Is this a system exposed to salt water or marine environs ?

MJCronin
Sr. Process Engineer
 
I believe that corroded occurred by external effect like as MJCronin mentioned marine environments.

As per my experience from our cryogenic plant projects, 13°C operating temperature is a high temperature for cryogenic insulation. I mean it is not feasible. Of course You can do it, but it will huge cost impact, so eliminate crypgenic support option would be better for your company.

The first solution to come my mind is passivation if steel is stainless steel. Firstly, you should do passivation, and after that you must paint properly according to project job spec or environment needed. I am not paint expert, but paint selection is very important especially in marine environment. Please not that if effect is very big your pipe support to working properly, you should remanufactured pipe support. I hope damaged is not to big, because if remanufacturing pipe support needed, pipe shall be hydrotesting after pipe support welding. If pipe is carbon steel, you should fix damaged properly and then paint properly.

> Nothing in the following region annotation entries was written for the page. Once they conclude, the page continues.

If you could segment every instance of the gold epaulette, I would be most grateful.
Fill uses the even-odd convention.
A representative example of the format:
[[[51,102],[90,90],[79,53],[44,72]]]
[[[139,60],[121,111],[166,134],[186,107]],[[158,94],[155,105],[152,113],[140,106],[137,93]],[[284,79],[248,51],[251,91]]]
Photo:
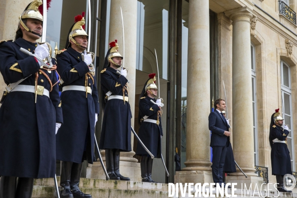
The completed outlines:
[[[12,41],[13,40],[8,40],[8,41],[6,41],[6,40],[1,40],[1,41],[0,41],[0,44],[1,44],[1,43],[4,42],[4,41],[5,42],[7,42],[7,41]]]
[[[67,50],[66,49],[63,49],[63,50],[58,50],[57,51],[55,51],[55,54],[56,55],[57,54],[59,54],[61,53],[63,53],[63,52],[64,52],[65,51],[66,51]]]

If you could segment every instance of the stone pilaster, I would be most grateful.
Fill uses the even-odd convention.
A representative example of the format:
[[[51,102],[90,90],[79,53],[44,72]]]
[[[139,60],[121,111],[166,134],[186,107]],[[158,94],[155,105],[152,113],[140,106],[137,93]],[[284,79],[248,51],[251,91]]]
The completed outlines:
[[[175,182],[211,182],[208,0],[190,0],[189,8],[186,167]]]

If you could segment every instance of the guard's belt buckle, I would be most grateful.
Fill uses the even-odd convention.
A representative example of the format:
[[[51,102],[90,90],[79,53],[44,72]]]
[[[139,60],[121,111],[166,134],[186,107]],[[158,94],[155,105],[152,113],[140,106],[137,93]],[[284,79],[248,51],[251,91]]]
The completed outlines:
[[[91,87],[87,87],[87,92],[88,93],[88,94],[91,94],[91,91],[92,90],[91,89]]]
[[[40,85],[37,85],[37,94],[40,96],[43,96],[43,92],[45,90],[45,87]]]

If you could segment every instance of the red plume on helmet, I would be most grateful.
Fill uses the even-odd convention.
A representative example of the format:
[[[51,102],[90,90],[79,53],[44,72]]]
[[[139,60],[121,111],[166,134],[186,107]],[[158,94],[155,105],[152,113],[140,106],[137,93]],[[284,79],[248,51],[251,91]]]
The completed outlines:
[[[82,13],[82,15],[81,15],[80,14],[79,14],[78,15],[76,15],[74,17],[74,22],[75,23],[77,23],[79,21],[80,21],[82,20],[82,19],[83,19],[83,17],[85,17],[85,12],[83,12]],[[84,25],[82,26],[83,27],[83,29],[84,30],[85,30],[85,28],[86,28],[86,25]]]
[[[156,76],[156,74],[154,73],[152,73],[151,74],[148,74],[148,78],[153,78],[153,77],[154,77],[155,76]],[[155,83],[155,82],[156,81],[153,82],[154,83]]]
[[[49,8],[50,7],[50,2],[51,0],[47,0],[47,10],[49,10]],[[39,12],[41,14],[41,15],[43,15],[43,5],[41,4],[38,7],[38,10],[39,10]]]
[[[115,47],[116,43],[117,43],[117,40],[116,39],[114,41],[109,43],[109,48],[113,48]]]

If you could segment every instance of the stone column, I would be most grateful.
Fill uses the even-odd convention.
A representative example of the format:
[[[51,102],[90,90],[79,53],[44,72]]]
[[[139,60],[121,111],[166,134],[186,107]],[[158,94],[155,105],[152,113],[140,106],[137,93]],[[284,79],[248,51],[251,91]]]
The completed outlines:
[[[137,0],[111,0],[110,2],[110,16],[109,20],[109,43],[117,40],[119,52],[124,55],[123,46],[123,29],[121,9],[123,12],[124,29],[125,34],[125,60],[124,67],[128,69],[127,78],[130,83],[129,102],[130,103],[133,118],[131,119],[132,127],[134,125],[134,113],[135,105],[135,83],[136,73],[136,42],[137,25]],[[133,150],[134,135],[131,133],[131,146]],[[105,152],[101,151],[102,158],[105,161]],[[133,150],[129,152],[121,152],[120,171],[125,177],[129,177],[131,181],[141,181],[140,164],[137,163],[138,160],[133,156],[135,152]],[[99,169],[94,169],[96,166],[100,166],[100,163],[93,165],[92,171],[87,172],[87,177],[105,179],[105,175],[101,167]],[[94,171],[93,171],[94,170]],[[97,171],[99,171],[99,174]],[[95,175],[94,175],[95,174]]]
[[[249,176],[240,171],[230,179],[240,183],[254,184],[258,178],[254,173],[254,140],[250,55],[250,19],[252,14],[246,8],[232,11],[233,136],[234,158]]]
[[[208,0],[190,0],[187,88],[187,166],[175,182],[212,182],[210,162],[209,11]]]

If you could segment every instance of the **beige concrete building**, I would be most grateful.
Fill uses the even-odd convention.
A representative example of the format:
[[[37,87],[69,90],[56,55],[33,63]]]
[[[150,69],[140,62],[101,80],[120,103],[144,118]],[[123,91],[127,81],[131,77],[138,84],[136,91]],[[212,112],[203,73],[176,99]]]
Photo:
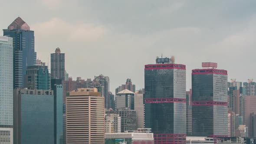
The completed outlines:
[[[96,88],[78,88],[66,101],[66,143],[104,143],[104,98]]]

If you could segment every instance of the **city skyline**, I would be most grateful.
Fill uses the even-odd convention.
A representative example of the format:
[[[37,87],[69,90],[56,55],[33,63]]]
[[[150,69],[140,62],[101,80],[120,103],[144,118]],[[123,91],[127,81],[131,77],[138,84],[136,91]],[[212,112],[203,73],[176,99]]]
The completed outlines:
[[[243,60],[243,58],[246,58],[253,65],[253,52],[241,52],[244,50],[253,52],[255,46],[253,39],[255,34],[252,32],[255,30],[254,26],[256,23],[256,12],[253,7],[254,1],[162,1],[158,3],[153,1],[109,2],[115,2],[115,5],[100,4],[91,1],[85,3],[76,0],[72,3],[61,0],[50,3],[47,3],[49,0],[42,1],[43,3],[30,2],[34,5],[31,8],[33,12],[31,13],[30,10],[22,8],[29,0],[25,0],[22,3],[7,3],[3,11],[9,11],[8,8],[10,7],[16,10],[10,12],[8,16],[3,16],[0,28],[7,28],[20,15],[35,32],[35,49],[39,59],[49,63],[49,54],[59,47],[62,52],[69,54],[66,56],[66,69],[70,76],[85,79],[99,74],[107,75],[111,79],[110,91],[113,93],[116,87],[127,78],[134,80],[137,89],[143,88],[143,66],[154,63],[152,59],[162,52],[164,57],[175,56],[176,63],[187,65],[187,90],[191,88],[191,70],[200,68],[201,62],[218,63],[220,69],[228,71],[228,79],[235,78],[237,81],[246,82],[248,79],[256,79],[253,72],[256,68]],[[51,4],[50,7],[47,7],[47,3]],[[71,6],[70,10],[66,10],[68,6]],[[236,11],[237,7],[243,10],[238,13]],[[93,9],[98,10],[96,8],[102,10],[95,11]],[[114,10],[123,10],[115,13]],[[205,10],[209,10],[201,13]],[[105,11],[108,13],[104,13]],[[132,16],[137,13],[139,13],[137,18]],[[122,17],[124,22],[120,18],[121,15],[124,16]],[[62,26],[56,28],[60,23]],[[63,32],[63,29],[66,31]],[[0,32],[0,35],[2,33]],[[68,36],[63,39],[65,35]],[[143,52],[144,51],[148,52]],[[208,53],[209,51],[211,52]],[[88,52],[95,54],[93,52],[97,52],[97,59],[95,59],[95,55],[82,56]],[[74,59],[75,53],[77,56]],[[132,58],[143,56],[144,59],[139,61],[137,58],[124,59],[117,62],[122,58],[124,53],[133,56]],[[203,54],[199,56],[199,53]],[[93,59],[93,62],[86,63],[95,69],[89,72],[84,68],[75,70],[77,65]],[[223,62],[225,61],[226,62]],[[117,73],[113,72],[116,65],[122,64],[128,65],[130,70],[127,71],[125,67],[119,66]],[[101,67],[98,66],[100,65]],[[244,72],[244,70],[237,69],[237,65],[248,68],[246,75],[240,74]],[[102,66],[105,69],[103,72],[100,70]]]

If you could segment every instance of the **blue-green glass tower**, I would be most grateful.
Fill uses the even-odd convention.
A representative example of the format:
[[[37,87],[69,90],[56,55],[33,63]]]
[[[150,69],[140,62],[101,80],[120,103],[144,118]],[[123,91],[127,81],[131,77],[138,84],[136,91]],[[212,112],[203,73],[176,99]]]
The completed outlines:
[[[36,64],[34,31],[20,17],[3,29],[3,35],[13,38],[14,88],[24,86],[26,67]]]
[[[50,76],[48,66],[28,66],[24,81],[25,87],[29,89],[51,89]]]
[[[13,139],[13,39],[0,36],[0,144]]]

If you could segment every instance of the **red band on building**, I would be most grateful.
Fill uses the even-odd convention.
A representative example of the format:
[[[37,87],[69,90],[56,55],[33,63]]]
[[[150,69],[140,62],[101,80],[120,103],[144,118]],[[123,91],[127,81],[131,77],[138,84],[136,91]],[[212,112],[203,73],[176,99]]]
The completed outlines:
[[[186,144],[186,134],[154,134],[154,144]]]
[[[219,75],[227,75],[227,71],[217,69],[196,69],[192,71],[192,75],[215,74]]]
[[[186,98],[145,98],[145,103],[180,102],[186,103]]]
[[[145,69],[186,69],[186,65],[181,64],[165,64],[145,65]]]
[[[227,106],[227,102],[217,101],[192,101],[192,106],[220,105]]]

Additionally for carbon steel, some special product may clean corrode. You can use for cleaing CS steel material.

Note: As I said before, painting is very important especially for marine environemt, so maintanance teams should always check painted components or steels, and they have to repaint when they see any fault or corrode.





 
You state there is CUI (corrosion under Insulation), yet then claim the line condition can't be seen -??

I think you mean that the cold nature of the shoe has attracted condensation on a continuous basis and over time this has corroded the pipe supports - correct?

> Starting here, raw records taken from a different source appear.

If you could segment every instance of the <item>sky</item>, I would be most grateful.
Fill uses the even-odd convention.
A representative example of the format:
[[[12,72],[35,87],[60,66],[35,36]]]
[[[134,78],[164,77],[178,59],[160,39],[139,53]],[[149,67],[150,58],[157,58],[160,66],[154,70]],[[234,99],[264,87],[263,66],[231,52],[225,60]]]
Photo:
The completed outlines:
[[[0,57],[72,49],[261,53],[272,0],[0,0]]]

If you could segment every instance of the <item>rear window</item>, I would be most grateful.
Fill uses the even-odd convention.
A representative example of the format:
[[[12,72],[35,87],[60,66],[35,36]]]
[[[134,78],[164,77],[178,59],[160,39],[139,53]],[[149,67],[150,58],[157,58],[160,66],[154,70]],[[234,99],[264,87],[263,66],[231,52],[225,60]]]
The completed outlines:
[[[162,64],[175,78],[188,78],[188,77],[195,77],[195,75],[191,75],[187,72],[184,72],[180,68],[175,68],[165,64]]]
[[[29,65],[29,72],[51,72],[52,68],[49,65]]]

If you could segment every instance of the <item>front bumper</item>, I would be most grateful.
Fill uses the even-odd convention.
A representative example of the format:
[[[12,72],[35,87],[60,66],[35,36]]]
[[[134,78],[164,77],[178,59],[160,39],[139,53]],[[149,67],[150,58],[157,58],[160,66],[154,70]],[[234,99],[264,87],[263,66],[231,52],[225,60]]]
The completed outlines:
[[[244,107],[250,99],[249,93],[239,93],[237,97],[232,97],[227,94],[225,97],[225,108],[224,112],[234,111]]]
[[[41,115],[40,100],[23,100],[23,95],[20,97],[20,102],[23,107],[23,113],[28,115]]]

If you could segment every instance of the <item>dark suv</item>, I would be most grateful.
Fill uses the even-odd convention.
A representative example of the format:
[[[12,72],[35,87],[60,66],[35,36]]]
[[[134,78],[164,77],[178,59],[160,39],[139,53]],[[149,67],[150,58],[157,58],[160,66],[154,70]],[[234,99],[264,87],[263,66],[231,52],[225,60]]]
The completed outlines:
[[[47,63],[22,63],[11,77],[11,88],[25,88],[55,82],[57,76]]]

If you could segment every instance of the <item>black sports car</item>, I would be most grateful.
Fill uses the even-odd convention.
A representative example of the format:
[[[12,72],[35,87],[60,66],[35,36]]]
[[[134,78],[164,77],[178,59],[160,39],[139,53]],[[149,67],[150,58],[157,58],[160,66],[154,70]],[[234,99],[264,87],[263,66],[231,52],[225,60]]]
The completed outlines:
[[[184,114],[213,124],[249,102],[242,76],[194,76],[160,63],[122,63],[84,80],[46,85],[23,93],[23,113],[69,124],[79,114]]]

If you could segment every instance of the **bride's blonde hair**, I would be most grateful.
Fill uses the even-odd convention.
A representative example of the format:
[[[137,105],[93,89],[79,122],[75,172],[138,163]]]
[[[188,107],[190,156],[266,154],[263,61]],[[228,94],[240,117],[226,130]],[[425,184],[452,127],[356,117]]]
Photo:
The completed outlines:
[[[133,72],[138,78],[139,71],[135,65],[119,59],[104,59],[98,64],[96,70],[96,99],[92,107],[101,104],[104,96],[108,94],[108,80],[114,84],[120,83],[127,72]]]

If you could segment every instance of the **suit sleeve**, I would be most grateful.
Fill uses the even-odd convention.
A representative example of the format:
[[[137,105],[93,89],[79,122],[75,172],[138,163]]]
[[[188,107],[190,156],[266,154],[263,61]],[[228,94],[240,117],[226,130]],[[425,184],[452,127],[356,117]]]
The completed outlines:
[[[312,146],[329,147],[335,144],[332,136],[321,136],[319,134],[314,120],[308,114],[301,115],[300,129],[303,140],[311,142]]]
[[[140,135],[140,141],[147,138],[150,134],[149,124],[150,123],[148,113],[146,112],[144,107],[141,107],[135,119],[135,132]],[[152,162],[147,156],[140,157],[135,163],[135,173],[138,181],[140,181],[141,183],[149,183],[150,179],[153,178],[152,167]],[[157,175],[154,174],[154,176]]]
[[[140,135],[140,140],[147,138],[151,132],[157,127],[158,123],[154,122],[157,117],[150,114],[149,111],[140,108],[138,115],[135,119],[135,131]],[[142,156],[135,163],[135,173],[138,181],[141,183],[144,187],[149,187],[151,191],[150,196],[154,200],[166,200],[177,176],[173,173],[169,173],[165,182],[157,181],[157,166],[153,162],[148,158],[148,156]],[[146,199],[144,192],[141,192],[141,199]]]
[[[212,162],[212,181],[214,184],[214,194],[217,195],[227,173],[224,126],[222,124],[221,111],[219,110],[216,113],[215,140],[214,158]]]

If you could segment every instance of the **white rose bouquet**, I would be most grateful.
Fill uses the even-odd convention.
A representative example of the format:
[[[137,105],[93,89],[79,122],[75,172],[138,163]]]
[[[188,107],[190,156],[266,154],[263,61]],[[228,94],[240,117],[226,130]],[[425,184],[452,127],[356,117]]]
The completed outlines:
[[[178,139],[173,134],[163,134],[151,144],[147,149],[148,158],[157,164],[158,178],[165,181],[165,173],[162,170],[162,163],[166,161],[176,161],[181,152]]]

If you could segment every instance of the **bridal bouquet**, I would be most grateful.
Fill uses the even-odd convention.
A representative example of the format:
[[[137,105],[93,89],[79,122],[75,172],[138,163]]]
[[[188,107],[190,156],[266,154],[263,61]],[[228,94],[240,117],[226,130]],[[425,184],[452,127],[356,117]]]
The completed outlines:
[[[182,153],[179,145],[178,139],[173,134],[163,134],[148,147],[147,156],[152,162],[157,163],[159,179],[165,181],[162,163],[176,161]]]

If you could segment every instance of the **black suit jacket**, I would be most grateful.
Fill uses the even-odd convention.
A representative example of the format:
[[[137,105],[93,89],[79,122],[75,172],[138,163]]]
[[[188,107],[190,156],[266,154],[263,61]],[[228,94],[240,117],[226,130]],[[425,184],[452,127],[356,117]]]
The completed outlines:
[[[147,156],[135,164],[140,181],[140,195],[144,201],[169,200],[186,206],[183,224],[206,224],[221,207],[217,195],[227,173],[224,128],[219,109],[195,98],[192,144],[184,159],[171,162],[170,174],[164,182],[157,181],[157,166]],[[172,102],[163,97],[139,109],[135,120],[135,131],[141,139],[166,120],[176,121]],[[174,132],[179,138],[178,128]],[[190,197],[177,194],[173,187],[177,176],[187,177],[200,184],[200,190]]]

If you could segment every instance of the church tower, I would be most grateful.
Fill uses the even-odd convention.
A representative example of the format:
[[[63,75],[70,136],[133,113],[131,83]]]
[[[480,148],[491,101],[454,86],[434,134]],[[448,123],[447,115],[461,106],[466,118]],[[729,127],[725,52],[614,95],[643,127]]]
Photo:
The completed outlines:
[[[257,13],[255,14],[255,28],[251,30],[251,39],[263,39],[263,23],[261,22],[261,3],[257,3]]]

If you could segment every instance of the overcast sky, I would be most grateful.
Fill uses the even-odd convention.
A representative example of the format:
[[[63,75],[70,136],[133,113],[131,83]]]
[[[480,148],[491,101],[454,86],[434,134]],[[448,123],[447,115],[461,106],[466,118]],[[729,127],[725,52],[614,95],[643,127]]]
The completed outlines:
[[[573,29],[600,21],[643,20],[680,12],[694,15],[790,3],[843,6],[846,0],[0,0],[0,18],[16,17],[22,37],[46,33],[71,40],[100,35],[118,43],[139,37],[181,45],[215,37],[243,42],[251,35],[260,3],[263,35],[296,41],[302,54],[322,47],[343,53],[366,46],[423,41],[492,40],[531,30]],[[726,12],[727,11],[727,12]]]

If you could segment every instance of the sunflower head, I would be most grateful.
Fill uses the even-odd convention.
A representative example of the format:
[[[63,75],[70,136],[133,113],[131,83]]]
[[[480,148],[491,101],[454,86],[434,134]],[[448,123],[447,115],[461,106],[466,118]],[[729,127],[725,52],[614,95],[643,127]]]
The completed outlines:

So if the pipe supports are corroded then you can replace the supports and make sure you coat them effectively against water and corrosion.

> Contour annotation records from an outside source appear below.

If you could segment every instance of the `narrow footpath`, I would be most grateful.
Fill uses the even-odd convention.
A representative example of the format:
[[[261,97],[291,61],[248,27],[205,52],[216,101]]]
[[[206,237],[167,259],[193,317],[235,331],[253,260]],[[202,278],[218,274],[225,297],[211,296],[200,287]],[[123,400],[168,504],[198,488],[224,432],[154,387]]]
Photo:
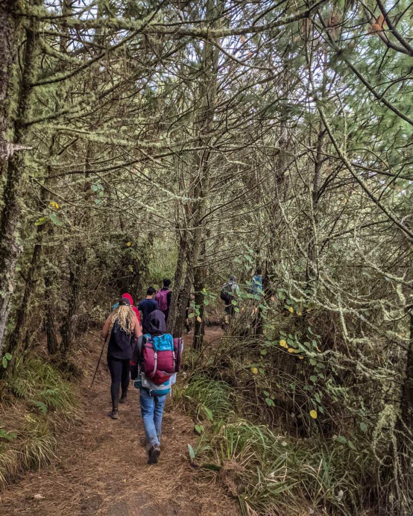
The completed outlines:
[[[216,329],[211,329],[211,333]],[[187,349],[191,335],[185,338]],[[187,460],[197,440],[190,418],[173,410],[164,415],[158,464],[147,464],[142,446],[138,392],[130,389],[120,417],[107,416],[110,376],[105,356],[92,389],[100,349],[99,332],[80,340],[85,377],[80,386],[82,423],[59,438],[56,458],[0,492],[1,516],[236,516],[236,502],[216,483],[201,478]],[[98,345],[99,347],[99,345]]]

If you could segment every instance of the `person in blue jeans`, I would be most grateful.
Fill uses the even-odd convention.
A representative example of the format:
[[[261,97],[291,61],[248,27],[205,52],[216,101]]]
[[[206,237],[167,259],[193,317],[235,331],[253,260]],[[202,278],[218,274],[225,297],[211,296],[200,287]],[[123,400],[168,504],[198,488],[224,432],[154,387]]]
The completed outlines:
[[[162,417],[167,395],[151,396],[148,389],[140,390],[140,413],[145,430],[148,464],[156,464],[161,454]]]
[[[144,319],[145,320],[145,319]],[[147,318],[147,333],[152,336],[163,335],[166,333],[165,315],[161,310],[155,310]],[[169,379],[168,387],[175,382],[176,375]],[[148,464],[156,464],[161,454],[160,440],[162,431],[162,417],[166,402],[167,394],[153,395],[148,389],[139,389],[140,413],[145,431],[145,444],[148,452]]]

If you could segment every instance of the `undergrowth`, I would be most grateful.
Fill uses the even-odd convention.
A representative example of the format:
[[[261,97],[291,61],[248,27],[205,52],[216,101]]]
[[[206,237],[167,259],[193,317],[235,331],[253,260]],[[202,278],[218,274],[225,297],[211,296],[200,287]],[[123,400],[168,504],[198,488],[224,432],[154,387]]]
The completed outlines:
[[[266,375],[251,358],[255,353],[262,356],[262,347],[251,346],[246,351],[240,341],[243,350],[231,357],[230,346],[236,346],[234,339],[231,341],[223,338],[214,349],[204,350],[198,370],[175,393],[178,402],[194,416],[195,431],[200,436],[196,446],[188,445],[193,464],[221,482],[248,516],[369,513],[374,506],[371,501],[379,497],[380,481],[366,428],[355,431],[347,423],[340,430],[338,422],[327,427],[320,421],[322,414],[312,420],[308,412],[304,426],[296,421],[296,407],[293,429],[291,414],[283,417],[283,399],[290,407],[291,395],[300,407],[303,393],[296,391],[294,399],[292,380],[273,369],[272,377],[266,377],[273,378],[278,393],[269,397],[268,382],[259,380]],[[225,362],[217,358],[220,354]],[[269,355],[264,356],[268,371]],[[297,363],[301,367],[302,361]],[[312,393],[312,388],[307,392]],[[306,411],[311,408],[310,404]],[[335,413],[346,421],[344,410]]]
[[[54,457],[58,431],[77,420],[73,387],[50,364],[18,362],[0,382],[0,486]]]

But it all depends where the corrosion is, what type of support you have and where are you getting abrasion and what the cost impact is to do it properly as you describe, or just fix it as per your colleagues



Remember - More details = better answers
Also: If you get a response it's polite to respond to it.
 
Must say this is a very common problem in the industry. No one seems to pay attention to pipe supports during detailed design, leaving Operations to carry this jerrycan for this life of the facility.
 
Fatih, the environment is saltish, hot, humid on shores of UAE.
Littleinch, you are right.
13°C is a cold temperature where the summer peak can be 55°C and even in winter the temperature during daytimes is around 18-20°C.
Moisture accummulation at pipe is must due to this.
Line material is LTCS.
 
@MJCRONIN, the sketch may help in visualizing.
Corroded_Shoe_lt57ji.jpg
 
You don't state how badly the supports are corroded. Can they be cleaned and recoated with a cold galvanize or aluminized coating? Are they so corroded that they are structurally unsound?
 
The pipe shoes were painted. (I am not sure of Zinc rich coating).
@ WELDSTAN,
Point here is that though structurally the supports are still adequate, but the water due to moisture condensation will again corrode.
So you are suggesting to apply "Aluminized Coating" on the supports. Question is:
Will it resist corrosion due to condensed water?